AI is already being used in various tech products from self-driving cars to facial recognition. While technology can make our lives easier, civil rights groups have raised concerns that biased AI systems could harm minorities. Studies have shown, for example, that have a harder time identifying women and darker-skinned people.
Part of the problem could lie in the data that tech workers use to train computer systems.
"These biases can make their way into data used to train AI systems, which could amplify unfair stereotypes and lead to potentially harmful consequences for individuals and groups -- an urgent, ongoing challenge across industries," Facebook's AI researchers said in a blog post on Thursday.
To help tackle fairness and bias in AI, Facebook said it paid more than 3,011 people in the US of different ages, genders and skin types to talk about various topics and sometimes show different facial expressions. A total of 45,186 videos of people having unscripted conversations were included in this data set known as Casual Conversations.
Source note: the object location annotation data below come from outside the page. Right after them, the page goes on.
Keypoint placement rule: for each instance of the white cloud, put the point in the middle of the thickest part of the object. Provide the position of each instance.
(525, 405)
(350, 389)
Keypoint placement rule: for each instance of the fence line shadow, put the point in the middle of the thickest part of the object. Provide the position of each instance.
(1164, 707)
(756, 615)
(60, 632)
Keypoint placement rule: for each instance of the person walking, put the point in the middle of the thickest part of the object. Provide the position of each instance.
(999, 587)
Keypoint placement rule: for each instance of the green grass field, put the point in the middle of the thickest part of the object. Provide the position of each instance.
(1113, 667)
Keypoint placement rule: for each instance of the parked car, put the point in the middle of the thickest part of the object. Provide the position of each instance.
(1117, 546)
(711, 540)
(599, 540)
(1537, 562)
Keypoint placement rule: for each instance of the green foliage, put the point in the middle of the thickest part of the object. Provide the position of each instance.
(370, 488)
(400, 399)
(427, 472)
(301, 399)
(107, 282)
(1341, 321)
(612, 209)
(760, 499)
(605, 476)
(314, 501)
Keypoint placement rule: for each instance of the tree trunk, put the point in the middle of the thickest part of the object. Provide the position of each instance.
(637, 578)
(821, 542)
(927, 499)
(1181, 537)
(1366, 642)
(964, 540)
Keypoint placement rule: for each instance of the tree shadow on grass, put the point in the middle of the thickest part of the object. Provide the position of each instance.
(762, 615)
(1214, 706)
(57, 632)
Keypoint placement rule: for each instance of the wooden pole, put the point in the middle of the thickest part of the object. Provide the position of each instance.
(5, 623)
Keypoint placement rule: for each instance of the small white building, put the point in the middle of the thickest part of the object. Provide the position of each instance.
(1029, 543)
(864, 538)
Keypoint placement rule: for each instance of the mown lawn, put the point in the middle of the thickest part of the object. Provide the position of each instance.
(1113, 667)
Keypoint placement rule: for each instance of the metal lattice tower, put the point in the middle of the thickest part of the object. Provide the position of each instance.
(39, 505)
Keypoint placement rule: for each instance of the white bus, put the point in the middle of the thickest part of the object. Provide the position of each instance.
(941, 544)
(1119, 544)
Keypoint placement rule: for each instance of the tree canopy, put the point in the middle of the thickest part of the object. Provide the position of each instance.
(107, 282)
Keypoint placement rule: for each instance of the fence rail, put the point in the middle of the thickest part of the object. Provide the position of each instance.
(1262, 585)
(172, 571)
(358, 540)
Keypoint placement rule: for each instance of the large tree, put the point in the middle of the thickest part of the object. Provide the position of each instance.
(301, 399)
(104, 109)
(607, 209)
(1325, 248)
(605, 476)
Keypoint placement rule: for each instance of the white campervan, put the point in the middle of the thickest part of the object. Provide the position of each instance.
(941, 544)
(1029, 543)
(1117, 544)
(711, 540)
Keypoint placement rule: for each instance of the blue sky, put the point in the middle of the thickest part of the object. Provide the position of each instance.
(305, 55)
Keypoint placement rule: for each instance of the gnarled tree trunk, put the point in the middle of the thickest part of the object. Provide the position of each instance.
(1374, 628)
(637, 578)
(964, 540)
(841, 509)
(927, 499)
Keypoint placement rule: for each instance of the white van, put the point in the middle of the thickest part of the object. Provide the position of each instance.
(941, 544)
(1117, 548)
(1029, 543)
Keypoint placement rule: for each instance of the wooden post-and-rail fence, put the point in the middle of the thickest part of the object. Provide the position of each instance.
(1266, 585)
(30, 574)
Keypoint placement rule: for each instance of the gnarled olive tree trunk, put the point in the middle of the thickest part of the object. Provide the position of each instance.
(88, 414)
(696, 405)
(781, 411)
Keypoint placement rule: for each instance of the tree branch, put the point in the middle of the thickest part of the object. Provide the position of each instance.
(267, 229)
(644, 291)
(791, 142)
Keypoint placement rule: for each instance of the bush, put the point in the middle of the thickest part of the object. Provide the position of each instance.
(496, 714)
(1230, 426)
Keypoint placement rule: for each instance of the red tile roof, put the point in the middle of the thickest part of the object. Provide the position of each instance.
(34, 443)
Participants also provided their own age and gender, which is likely more accurate than relying on a third party or model to estimate this information. Rather than using images from a public database, people are being asked if they want to provide their data to improve AI and also have an option to remove their information, said Cristian Canton Ferrer, a Facebook AI research scientist. "It's a great example of a responsible kind data set," he said.
Trained annotators also labeled people's skin tones and different lighting conditions, which could impact how the color of a person's skin appears in a video. Canton Ferrer, who was using Facebook's video chat device Portal, said the data set could help researchers evaluate if a AI-powered camera has a harder time tracking someone with dark skin in a dimly lit room. People also have different accents, which smart speakers sometimes have a harder time recognizing.
"This is a first step," Canton Ferrer said. "Fairness is a very complex and multi-disciplinary kind of question, and you cannot answer just with one data set."